Mais je m’étonne moi-même d’enchainer les voies et de pouvoir assurer Alex! Je n’en avais fait qu’une seule fois en salle, et Alex est un ancien bon escaladeur, ils monte les voies d’une telle rapidité que j’ai peu de temps pour me reposer puisque nous alternons…Et puis moi je prends mon temps pour savoir où poser le pied, la main et du coup c’est beaucoup plus physique!

 

 

 

Voici notre terrain de jeu vu d’en haut. Nous y passons plusieurs heures… Moi je suis quand même contente quand ça s’arrête! 

 

 

 
 

 

 

 

 Mais les défis sportifs ne sont pas terminés, direction la via ferrata. Je ne connaissais pas ce type de randonnée à flanc de falaise, que l’on pratique toujours attachés aux roches équipées d’éléments métalliques. Avec bien sûr casque et baudrier! 

 

 

 

 

 

 

 

Durant le parcours, nous traverserons le vide à trois reprises en mode funambule! Si Alex n’en mène pas large, moi je trouve que c’est le lieu adéquat pour faire ma danse! 

 

 

 

 

 

 

Nous sommes enchantés de ces nouvelles sensations!

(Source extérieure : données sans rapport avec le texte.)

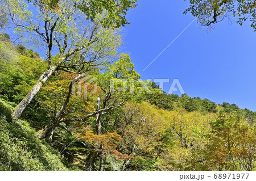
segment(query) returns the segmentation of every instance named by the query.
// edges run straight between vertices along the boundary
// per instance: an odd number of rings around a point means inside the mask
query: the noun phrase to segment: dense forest
[[[0,0],[0,170],[256,170],[256,112],[141,81],[110,1]]]

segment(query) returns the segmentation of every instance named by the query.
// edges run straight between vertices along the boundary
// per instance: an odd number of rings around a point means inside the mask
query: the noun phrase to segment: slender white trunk
[[[22,102],[19,103],[19,105],[18,105],[18,106],[15,108],[13,112],[13,118],[18,119],[20,116],[23,111],[41,89],[41,87],[43,85],[43,82],[46,82],[47,81],[51,75],[52,75],[52,74],[56,71],[57,68],[57,66],[52,66],[41,75],[41,77],[34,86],[33,88],[32,88],[23,100],[22,100]]]

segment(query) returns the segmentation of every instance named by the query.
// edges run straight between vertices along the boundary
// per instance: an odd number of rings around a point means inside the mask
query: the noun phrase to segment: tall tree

Et quel plaisir de se retrouver dans cette nature si inaccessible avec un cadre incroyable!

 

Nous demandons à Tapu de nous ramener dans la grotte car nous voulons essayer de faire quelques photos… 

 

 

 

 

 

 

 

L’ambiance de cette séance photo est incroyable, nos chuchotements résonnent et se fondent dans le bruit des gouttes d’eau qui tombent, nous bougeons au ralenti pour garder la surface de l’eau lisse pour un effet miroir, et ce calme accentue le respect que ce lieu impose.

 

Pour terminer la journée « sortie zone de confort », nous allons prendre l’apéro sur le bateau des danois, ce qui veut dire pour moi: devoir converser en anglais avec 6 inconnus. Inutile de préciser que je suis plus à l’aise au dessus du vide!!!!

 

 

 

 

 

 

 

Ils connaissent très bien les autres amis danois que nous avions rencontrés au Panama et qui étaient tous aussi beaux les uns que les autres. Et ils avaient du coup déjà entendu parler de  nous!

 

Il est temps de repartir direction Tikehau, un atoll des Tuamotu, en prenant bien soin de compacter au maximum nos déchets car nous pourrons déposer nos poubelles au compte-gouttes.